Rather, metro rail, flyovers, location of commercial and administrative establishments and Dhaka's planned and unplanned expansion - all have invited more people to migrate to this city, a centre of all activities that offer livelihoods and modern life.

Most other cities and district towns in the country are not built in a way that could make the residents happy and proud of living there. Thus, in spite of getting derided for the deplorable condition, Dhaka's appeal to the Bangladeshi elite and the aspiring middle classes is irresistible.

The rural people, too, want urban-like facilities and life and with that dream, they are turning each village into a miniature of urban slum destroying Nature. The elite and newly moneyed men there are building concrete structures on farmlands and marshlands, ruining the environment of the Bangladesh delta forever. The country is losing at least one per cent of arable land every year.

A compact rural housing has now become an urgent necessity to protect villages and arable land and to stop exodus to urban centres. A reverse migration to rural Bangladesh due to loss of income in cities during the scary days of the pandemic was reported but those people have struggled and are returning to urban areas.

So, the problem of traffic congestion in the Dhaka city is not limited to the issue of traffic management and its solution doesn't lie only in construction of costly infrastructure.
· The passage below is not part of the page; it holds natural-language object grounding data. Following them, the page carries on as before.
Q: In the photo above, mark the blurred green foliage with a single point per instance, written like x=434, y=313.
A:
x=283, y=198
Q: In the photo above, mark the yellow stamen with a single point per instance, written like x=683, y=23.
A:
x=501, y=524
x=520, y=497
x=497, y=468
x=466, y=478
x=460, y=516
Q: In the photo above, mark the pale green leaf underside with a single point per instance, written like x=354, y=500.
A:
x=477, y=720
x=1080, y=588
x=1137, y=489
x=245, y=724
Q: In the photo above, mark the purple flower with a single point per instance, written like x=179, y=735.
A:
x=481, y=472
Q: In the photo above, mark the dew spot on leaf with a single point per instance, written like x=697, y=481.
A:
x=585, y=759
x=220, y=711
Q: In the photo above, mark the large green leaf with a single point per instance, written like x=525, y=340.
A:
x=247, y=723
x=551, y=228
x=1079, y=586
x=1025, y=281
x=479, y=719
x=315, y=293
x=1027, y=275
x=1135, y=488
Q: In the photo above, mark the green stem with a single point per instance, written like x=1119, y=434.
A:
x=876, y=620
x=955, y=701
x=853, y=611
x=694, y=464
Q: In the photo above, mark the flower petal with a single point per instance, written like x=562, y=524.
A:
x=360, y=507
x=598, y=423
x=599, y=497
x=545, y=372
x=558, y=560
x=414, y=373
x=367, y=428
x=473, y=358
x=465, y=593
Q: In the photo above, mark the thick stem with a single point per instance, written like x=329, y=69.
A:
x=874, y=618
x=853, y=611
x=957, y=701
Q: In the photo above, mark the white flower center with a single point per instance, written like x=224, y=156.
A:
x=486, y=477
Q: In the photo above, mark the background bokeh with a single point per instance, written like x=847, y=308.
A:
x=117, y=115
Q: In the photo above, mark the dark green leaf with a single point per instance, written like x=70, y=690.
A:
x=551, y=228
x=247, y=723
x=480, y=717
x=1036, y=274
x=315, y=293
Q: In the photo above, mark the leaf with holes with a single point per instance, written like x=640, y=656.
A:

People in each city, small town and peri-urban part of the country must first be provided with opportunities and facilities of better living in order to ease the pressure of population on Dhaka and a few more cities.

That is, however, not possible without a bold political decision to decentralise and digitise regulatory services and relocate some government offices to suitable places and at the doorstep of the people concerned.

Industrial activities should also be concentrated in the designated areas like economic zones and industrial estates. Some commercial activities all over the country can encourage many people to settle outside Dhaka and if there are facilities of education, medicare and civic amenities, they would love to live in those places.